Knox's hand is on my lower back. I lean into it, letting my body answer with the kind of trust that still feels a risk.

Malachi and Candace at the table, heads bent together, quiet in a way that means serious but not sharp, as though they've learned the difference between urgency and panic. Darla is perched beside East, who has his arm hooked loosely around the back of her chair as though he's daring someone to comment. Frankie sits a little apart, pen tapping her notebook, eyes cataloguing everything and nothing. Maggie and James argue softly about whether it's too early for chili. Kyle stands near the door on instinctual guard duty. Rider's by the wall, still and watchful, fitting in without trying. New patch, old calm.

Nash looks as though he's already lost a fight and hasn't figured out how.

Knox takes the seat beside Malachi without being asked. I sit where his knee can press into mine.

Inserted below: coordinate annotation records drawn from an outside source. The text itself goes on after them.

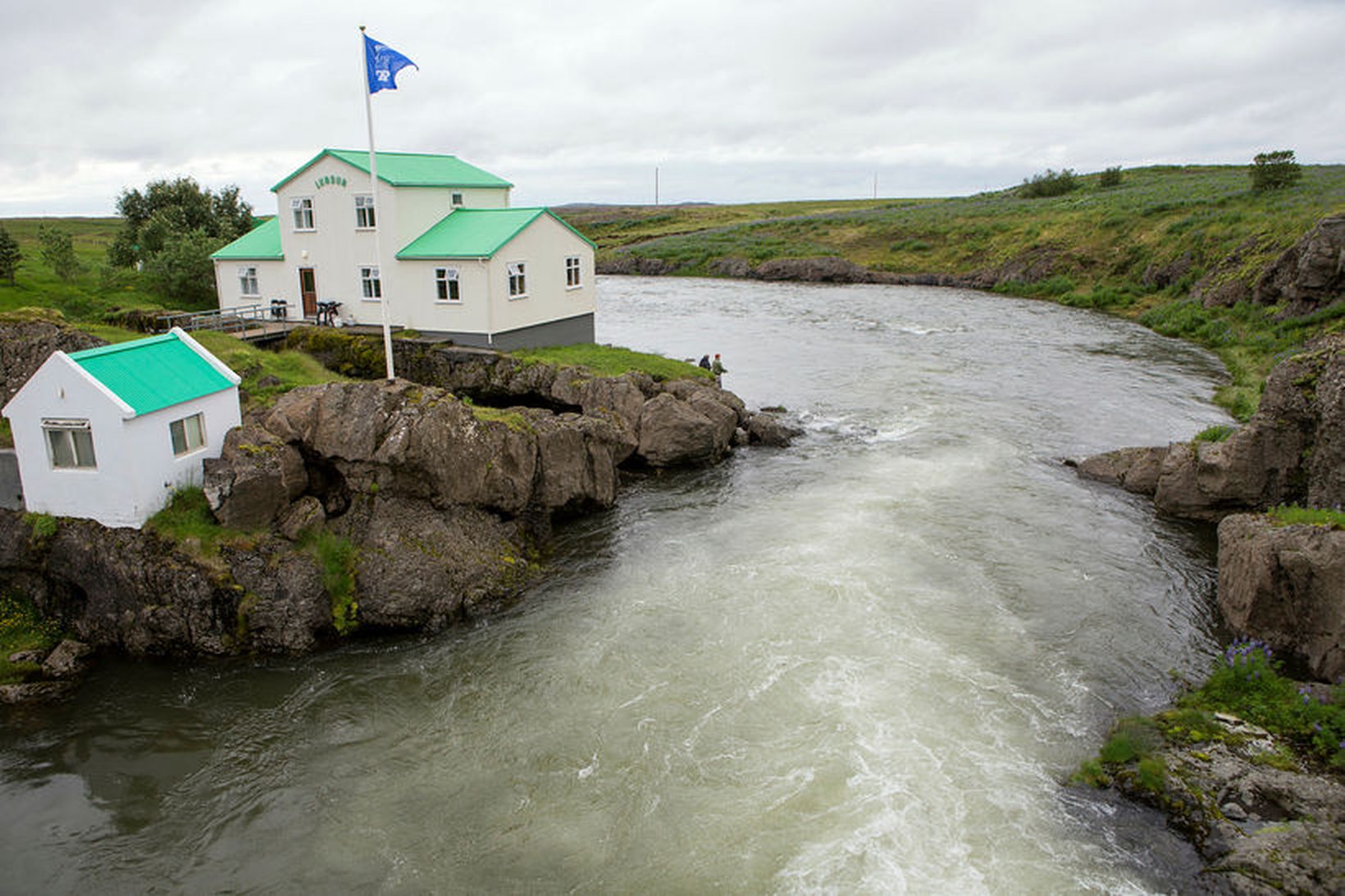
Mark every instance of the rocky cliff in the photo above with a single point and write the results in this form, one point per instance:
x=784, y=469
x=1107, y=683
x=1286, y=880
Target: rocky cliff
x=1293, y=449
x=1283, y=584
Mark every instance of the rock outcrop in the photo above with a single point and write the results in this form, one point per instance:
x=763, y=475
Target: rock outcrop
x=1311, y=273
x=27, y=341
x=1288, y=585
x=1293, y=449
x=657, y=423
x=1262, y=824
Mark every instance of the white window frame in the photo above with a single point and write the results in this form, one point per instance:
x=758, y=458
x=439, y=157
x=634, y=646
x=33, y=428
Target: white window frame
x=303, y=209
x=517, y=279
x=447, y=287
x=187, y=434
x=370, y=284
x=365, y=218
x=69, y=444
x=248, y=284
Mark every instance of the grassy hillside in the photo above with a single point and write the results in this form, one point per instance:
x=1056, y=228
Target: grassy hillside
x=1099, y=241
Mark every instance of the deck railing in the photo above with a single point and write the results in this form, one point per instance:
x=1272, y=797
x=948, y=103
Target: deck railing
x=222, y=321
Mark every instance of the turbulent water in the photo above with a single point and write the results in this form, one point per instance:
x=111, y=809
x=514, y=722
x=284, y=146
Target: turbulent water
x=866, y=663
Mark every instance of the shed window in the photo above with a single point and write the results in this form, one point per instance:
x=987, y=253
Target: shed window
x=303, y=209
x=370, y=287
x=445, y=284
x=365, y=213
x=517, y=279
x=71, y=444
x=248, y=281
x=187, y=434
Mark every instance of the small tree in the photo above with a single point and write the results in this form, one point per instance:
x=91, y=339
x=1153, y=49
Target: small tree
x=1274, y=170
x=10, y=254
x=182, y=270
x=58, y=252
x=1048, y=184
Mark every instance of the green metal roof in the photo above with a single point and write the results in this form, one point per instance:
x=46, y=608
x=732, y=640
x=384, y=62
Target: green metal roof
x=411, y=170
x=153, y=373
x=475, y=233
x=261, y=243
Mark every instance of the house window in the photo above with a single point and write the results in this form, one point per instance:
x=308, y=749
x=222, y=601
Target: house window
x=187, y=434
x=365, y=213
x=303, y=209
x=445, y=284
x=517, y=280
x=369, y=284
x=71, y=444
x=248, y=281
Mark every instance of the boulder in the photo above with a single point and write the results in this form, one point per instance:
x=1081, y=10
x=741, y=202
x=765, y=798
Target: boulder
x=253, y=480
x=27, y=341
x=676, y=434
x=1286, y=585
x=1311, y=273
x=1133, y=468
x=67, y=659
x=768, y=430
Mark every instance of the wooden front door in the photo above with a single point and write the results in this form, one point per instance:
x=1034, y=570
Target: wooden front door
x=308, y=289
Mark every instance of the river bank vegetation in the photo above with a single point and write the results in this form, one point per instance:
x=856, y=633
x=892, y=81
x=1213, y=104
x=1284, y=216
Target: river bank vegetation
x=1132, y=243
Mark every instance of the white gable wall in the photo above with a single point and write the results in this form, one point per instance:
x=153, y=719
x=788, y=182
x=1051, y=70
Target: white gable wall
x=542, y=247
x=275, y=280
x=136, y=468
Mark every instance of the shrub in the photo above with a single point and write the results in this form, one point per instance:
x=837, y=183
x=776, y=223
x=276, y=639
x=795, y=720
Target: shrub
x=1048, y=184
x=1274, y=170
x=1219, y=432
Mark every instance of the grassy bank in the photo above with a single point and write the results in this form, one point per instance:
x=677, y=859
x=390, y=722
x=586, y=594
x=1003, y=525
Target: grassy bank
x=1105, y=248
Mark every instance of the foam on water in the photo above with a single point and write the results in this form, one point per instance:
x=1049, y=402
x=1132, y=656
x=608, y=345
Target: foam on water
x=868, y=663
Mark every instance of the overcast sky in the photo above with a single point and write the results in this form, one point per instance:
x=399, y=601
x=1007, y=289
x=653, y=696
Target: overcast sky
x=731, y=100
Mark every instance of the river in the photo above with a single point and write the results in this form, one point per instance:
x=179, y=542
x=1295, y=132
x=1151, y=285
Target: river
x=864, y=663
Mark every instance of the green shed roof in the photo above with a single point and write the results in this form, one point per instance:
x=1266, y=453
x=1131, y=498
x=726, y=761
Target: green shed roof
x=153, y=373
x=411, y=170
x=261, y=243
x=475, y=233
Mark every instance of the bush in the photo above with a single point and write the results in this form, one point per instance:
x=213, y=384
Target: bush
x=1048, y=184
x=1274, y=171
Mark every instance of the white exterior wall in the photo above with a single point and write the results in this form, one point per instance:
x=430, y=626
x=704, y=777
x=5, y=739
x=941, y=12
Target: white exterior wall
x=157, y=472
x=336, y=251
x=544, y=247
x=136, y=470
x=272, y=279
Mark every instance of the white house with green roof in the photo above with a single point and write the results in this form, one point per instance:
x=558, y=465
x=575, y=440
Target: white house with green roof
x=458, y=260
x=108, y=434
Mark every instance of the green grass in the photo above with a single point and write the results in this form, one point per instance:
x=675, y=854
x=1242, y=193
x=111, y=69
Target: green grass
x=1246, y=682
x=186, y=520
x=1101, y=243
x=288, y=367
x=338, y=560
x=23, y=629
x=1296, y=516
x=609, y=361
x=1219, y=432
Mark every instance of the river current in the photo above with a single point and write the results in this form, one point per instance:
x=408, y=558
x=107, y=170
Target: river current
x=864, y=663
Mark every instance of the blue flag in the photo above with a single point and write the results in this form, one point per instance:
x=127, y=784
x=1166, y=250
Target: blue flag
x=382, y=63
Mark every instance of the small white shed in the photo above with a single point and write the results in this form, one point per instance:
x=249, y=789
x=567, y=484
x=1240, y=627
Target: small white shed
x=108, y=434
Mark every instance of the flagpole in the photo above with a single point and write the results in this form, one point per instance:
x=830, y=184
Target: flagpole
x=378, y=216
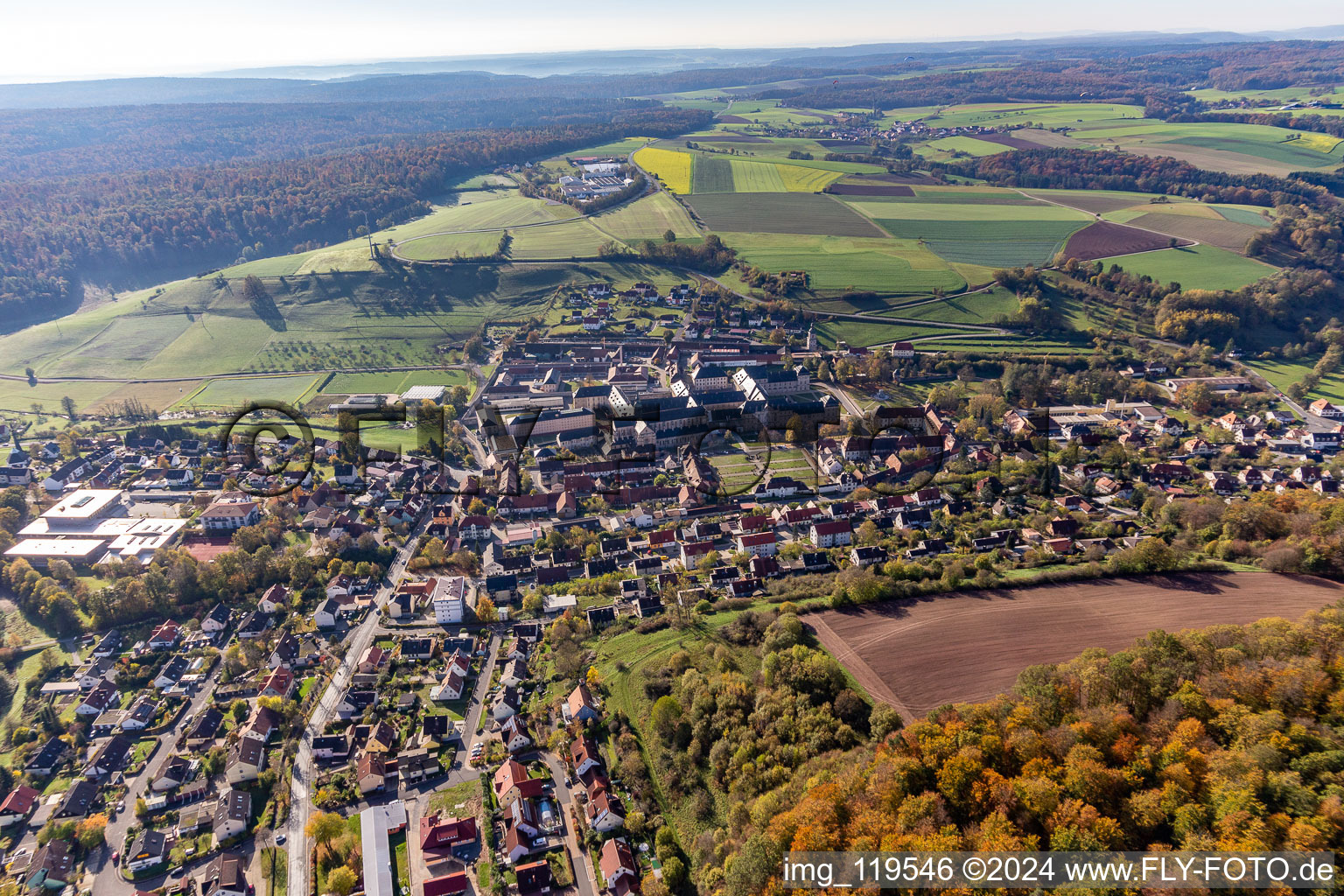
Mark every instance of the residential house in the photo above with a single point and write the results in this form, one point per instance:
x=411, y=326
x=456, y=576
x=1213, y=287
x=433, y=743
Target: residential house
x=225, y=876
x=203, y=728
x=584, y=755
x=579, y=705
x=605, y=812
x=78, y=801
x=246, y=762
x=831, y=534
x=101, y=699
x=150, y=850
x=512, y=783
x=112, y=757
x=617, y=861
x=217, y=620
x=514, y=734
x=331, y=747
x=18, y=805
x=231, y=815
x=172, y=773
x=371, y=773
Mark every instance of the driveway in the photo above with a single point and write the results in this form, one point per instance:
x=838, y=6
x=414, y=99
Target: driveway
x=584, y=878
x=105, y=875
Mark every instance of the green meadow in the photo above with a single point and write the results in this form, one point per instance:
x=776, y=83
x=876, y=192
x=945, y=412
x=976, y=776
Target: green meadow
x=1195, y=266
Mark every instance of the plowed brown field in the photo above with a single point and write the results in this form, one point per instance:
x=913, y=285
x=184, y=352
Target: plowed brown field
x=1105, y=240
x=920, y=654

Ruby's voice carries in from outside, bright and pleased and weaponized in that way only Ruby can manage. "Oh, don't look so tense. You'll pull something."

Every muscle in Nash locks. The door swings open.

Ruby walks in owning the room, which honestly she kind of does, and there's a rope in her hand. She's been sending goat photos to the group chat for a week, Googling fencing options for three days, and I still didn't think she'd actually do it.

But she did it. Because she's Ruby.

At the other end of the rope is a goat.

For a heartbeat, no one speaks. Even the coffee maker seems to hesitate. The goat blinks once, unimpressed, surveying theclubhouse with the energy of a creature that has already decided everyone here is beneath it.

Ruby beams. "I'd like you all to meet Nasty Nash Jr."

The silence is thick enough to choke on.

Malachi exhales through his nose, eyes narrowing the way they do when he's deciding whether a problem is worth shooting or just banning from the premises. "I'm not cleaning up after that thing."

Nash turns, as though the movement might hurt him. "You named it what?"

The goat trots forward and headbutts Nash directly in the knee. Hard. The sound is dull and personal; his whole leg jerks as though the impact traveled through bone into pride.

I clamp a hand over my mouth. Knox doesn't bother. His shoulder shakes as he huffs a laugh into my temple, amusement vibrating through him.

Ruby is radiant. She looks the way Christmas morning would if Christmas was petty and feral. "He likes you. Bonding moment."